Chapter Text
Alias Investigations smelled like old paper, cheap bourbon, and rain.
Jessica sat at her desk, boots kicked up, watching a drop of water crawl down the outside of the window. The city blurred beyond the glass — neon, shadow, and static. Somewhere out there, people were sleeping. Somewhere else, people were dying. And she was here. Waiting.
She took a long pull from the bottle in her hand. No glass tonight. No pretense. Just dull the nerves and try not to think about what tomorrow would bring.
Behind her, the office door creaked open.
“Nice of you to show up,” she said, not looking back.
Matt’s voice was soft. “You said to meet you here.”
“I say a lot of things. Doesn’t mean people listen.”
He didn’t answer. Just stepped further into the room, footsteps quiet as breath. She could feel him behind her before she heard him — that always-freaky Daredevil radar or whatever the hell he used to sneak up on people.
Jessica finally turned to face him.
He looked tired. Not just physically — though the bruises blooming along his jaw said he’d had a long week — but soul-tired. Like he was holding something he didn’t want to admit was already slipping through his fingers.
“You ready for this?” she asked.
Matt tilted his head slightly. “Are you?”
Jessica snorted and swung her legs down from the desk. She stood, facing him across the mess of her office — files half-open, empty bottles on the floor, rain hammering harder now against the windows.
“I’ve been ready to die since before I met you,” she said. “But sure, let’s call it ‘ready.’”
Matt took a step closer. “This doesn’t have to be suicide.”
Jessica raised an eyebrow. “You mean that hole in the ground run by undead ninjas isn’t going to be a walk in the park?”
His mouth twitched.
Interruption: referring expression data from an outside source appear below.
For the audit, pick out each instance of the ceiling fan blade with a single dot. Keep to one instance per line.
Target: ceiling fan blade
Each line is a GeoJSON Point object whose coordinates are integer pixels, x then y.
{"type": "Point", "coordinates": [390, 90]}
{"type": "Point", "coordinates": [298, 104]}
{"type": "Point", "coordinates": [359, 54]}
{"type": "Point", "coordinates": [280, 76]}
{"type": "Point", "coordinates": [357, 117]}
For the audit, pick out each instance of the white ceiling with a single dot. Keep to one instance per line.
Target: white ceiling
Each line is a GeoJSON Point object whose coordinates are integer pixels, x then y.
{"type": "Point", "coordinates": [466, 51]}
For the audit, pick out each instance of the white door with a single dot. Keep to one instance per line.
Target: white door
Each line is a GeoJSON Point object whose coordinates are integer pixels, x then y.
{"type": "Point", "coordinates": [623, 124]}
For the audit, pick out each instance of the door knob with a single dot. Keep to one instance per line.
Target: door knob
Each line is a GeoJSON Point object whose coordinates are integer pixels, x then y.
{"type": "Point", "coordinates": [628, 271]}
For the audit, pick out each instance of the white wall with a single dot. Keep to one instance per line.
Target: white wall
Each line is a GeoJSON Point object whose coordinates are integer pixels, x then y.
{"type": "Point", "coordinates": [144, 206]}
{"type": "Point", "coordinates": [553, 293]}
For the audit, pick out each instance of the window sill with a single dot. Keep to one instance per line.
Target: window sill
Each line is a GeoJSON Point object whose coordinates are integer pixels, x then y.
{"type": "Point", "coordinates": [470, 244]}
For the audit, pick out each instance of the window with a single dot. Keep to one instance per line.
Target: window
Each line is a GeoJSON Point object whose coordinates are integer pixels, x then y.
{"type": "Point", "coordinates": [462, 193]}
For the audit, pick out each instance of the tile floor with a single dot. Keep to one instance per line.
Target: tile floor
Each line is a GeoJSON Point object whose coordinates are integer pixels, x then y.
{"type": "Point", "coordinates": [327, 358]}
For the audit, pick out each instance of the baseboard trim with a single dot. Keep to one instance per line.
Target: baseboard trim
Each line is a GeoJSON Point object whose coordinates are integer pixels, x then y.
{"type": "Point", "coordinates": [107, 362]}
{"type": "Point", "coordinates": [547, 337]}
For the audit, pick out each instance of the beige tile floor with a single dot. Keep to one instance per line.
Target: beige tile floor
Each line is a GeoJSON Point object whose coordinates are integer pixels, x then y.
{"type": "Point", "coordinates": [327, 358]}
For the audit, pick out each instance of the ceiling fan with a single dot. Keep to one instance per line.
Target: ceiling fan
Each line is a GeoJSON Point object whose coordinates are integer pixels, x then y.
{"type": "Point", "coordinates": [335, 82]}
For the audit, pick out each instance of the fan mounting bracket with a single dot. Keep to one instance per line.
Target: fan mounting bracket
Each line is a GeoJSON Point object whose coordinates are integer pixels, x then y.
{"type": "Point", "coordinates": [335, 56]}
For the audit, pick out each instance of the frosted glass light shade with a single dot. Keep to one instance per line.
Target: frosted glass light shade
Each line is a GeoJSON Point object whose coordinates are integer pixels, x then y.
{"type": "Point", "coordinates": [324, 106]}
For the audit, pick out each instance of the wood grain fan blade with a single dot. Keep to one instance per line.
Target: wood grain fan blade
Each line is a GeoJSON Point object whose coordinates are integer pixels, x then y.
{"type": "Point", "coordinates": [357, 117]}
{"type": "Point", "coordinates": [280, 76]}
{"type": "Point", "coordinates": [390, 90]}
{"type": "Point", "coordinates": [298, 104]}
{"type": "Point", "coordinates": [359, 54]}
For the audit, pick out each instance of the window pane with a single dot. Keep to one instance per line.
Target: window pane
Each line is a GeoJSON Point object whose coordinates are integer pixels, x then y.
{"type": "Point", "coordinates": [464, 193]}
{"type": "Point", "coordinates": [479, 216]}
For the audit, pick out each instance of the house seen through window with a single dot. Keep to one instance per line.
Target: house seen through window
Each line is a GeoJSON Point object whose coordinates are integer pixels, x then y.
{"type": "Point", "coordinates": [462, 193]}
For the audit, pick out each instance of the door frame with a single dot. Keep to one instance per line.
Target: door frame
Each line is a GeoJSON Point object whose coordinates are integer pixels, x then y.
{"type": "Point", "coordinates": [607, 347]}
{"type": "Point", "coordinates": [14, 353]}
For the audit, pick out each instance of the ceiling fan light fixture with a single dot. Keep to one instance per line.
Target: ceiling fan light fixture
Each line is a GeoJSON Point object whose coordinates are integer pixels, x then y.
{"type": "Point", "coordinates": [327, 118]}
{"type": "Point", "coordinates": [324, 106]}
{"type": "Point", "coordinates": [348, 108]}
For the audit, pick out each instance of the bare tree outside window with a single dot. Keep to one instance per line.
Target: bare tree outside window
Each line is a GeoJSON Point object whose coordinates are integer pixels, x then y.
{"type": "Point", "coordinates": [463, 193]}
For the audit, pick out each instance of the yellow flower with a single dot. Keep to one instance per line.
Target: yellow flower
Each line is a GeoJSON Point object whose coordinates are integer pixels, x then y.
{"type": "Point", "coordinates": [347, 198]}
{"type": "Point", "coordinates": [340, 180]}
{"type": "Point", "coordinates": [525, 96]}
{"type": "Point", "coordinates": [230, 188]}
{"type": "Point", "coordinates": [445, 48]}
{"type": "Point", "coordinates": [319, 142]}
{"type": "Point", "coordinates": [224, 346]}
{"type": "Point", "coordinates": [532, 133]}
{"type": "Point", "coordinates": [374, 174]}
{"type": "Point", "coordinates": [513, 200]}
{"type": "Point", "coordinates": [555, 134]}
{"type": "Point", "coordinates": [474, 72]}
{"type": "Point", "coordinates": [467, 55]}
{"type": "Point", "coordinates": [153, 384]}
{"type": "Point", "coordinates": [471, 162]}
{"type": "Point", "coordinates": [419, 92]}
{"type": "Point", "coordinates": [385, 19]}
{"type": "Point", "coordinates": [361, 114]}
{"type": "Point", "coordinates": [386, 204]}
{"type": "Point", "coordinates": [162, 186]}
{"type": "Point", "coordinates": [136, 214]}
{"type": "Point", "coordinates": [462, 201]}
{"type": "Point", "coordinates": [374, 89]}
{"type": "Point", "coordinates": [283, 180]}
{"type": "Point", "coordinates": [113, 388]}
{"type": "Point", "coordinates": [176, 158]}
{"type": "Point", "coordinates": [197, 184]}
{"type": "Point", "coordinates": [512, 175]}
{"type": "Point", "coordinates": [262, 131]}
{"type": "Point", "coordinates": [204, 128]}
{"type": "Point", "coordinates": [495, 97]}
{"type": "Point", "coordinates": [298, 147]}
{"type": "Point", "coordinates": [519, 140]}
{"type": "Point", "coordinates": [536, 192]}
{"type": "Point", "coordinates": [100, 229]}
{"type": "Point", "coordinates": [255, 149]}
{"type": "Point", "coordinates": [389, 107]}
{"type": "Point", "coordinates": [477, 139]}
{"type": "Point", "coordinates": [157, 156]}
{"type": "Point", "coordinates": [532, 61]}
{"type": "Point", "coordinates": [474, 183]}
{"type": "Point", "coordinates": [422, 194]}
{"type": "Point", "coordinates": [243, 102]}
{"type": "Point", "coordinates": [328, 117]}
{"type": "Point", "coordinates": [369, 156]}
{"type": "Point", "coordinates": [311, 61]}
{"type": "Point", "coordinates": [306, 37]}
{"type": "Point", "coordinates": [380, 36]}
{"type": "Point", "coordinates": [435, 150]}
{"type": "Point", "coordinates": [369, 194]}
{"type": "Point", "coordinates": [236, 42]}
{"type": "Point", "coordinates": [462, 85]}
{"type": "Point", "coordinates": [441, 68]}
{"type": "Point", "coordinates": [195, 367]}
Almost a smile.
Almost.
But it didn’t reach his eyes.
And that’s when she saw it — the thing he was trying not to say. The kind of quiet you only carry when you’ve already decided something.
“You’re not planning on coming back,” she said.
He didn’t answer.
She walked past him to the file cabinet, pulled it open, and fished out a fresh bottle — mostly full. She popped the cap, took a hit, then held it out to him.
Matt shook his head. “You know I don’t—”
“You might want to make an exception,” she said, her voice low. “If this is goodbye.”
That shut him up.
He didn’t take the bottle, but he didn’t leave either. Just stood there, that constant storm behind his eyes.
Jessica looked away first. The room felt too small. The air too tight.
“You didn’t have to come here,” she muttered. “Not tonight.”
“I did.”
“Why?”
“Because if I didn’t…”
He trailed off.
She turned to him. “Say it.”
Matt took a step forward. Then another. Until they were standing so close she could smell the rain on his coat and the blood he hadn’t cleaned off his hands.
“If I didn’t come tonight,” he said, voice barely above a whisper, “I would’ve never forgiven myself.”
Jessica’s breath caught.
She didn’t want to do this. Not now. Not with everything hanging by a thread.
But Matt was looking at her like she mattered. Like she wasn’t just the drunk, the mess, the last resort. Like for one second, she was the only thing that made sense.
He reached for her — slow, gentle — and touched her face like it was something fragile. She let him.
“You’re not fragile,” he said suddenly, like he could hear her thoughts.
“Don’t do that thing where you read me like a book,” she muttered. “It’s annoying.”
But she didn’t pull away.
She leaned in.
So did he.
The kiss was nothing like she expected — not rushed or desperate, not a grab-and-go before the end of the world. It was slow. Reverent. Like he had all the time in the world, even when they both knew he didn’t.
Her fingers tangled in the fabric of his shirt. He pulled her closer like she was something he needed to memorize. She teared away at his shirt. Tracing his scars with her index finger.
She slowly broke away from the kiss, as she held Matt's hand and led him to the bed.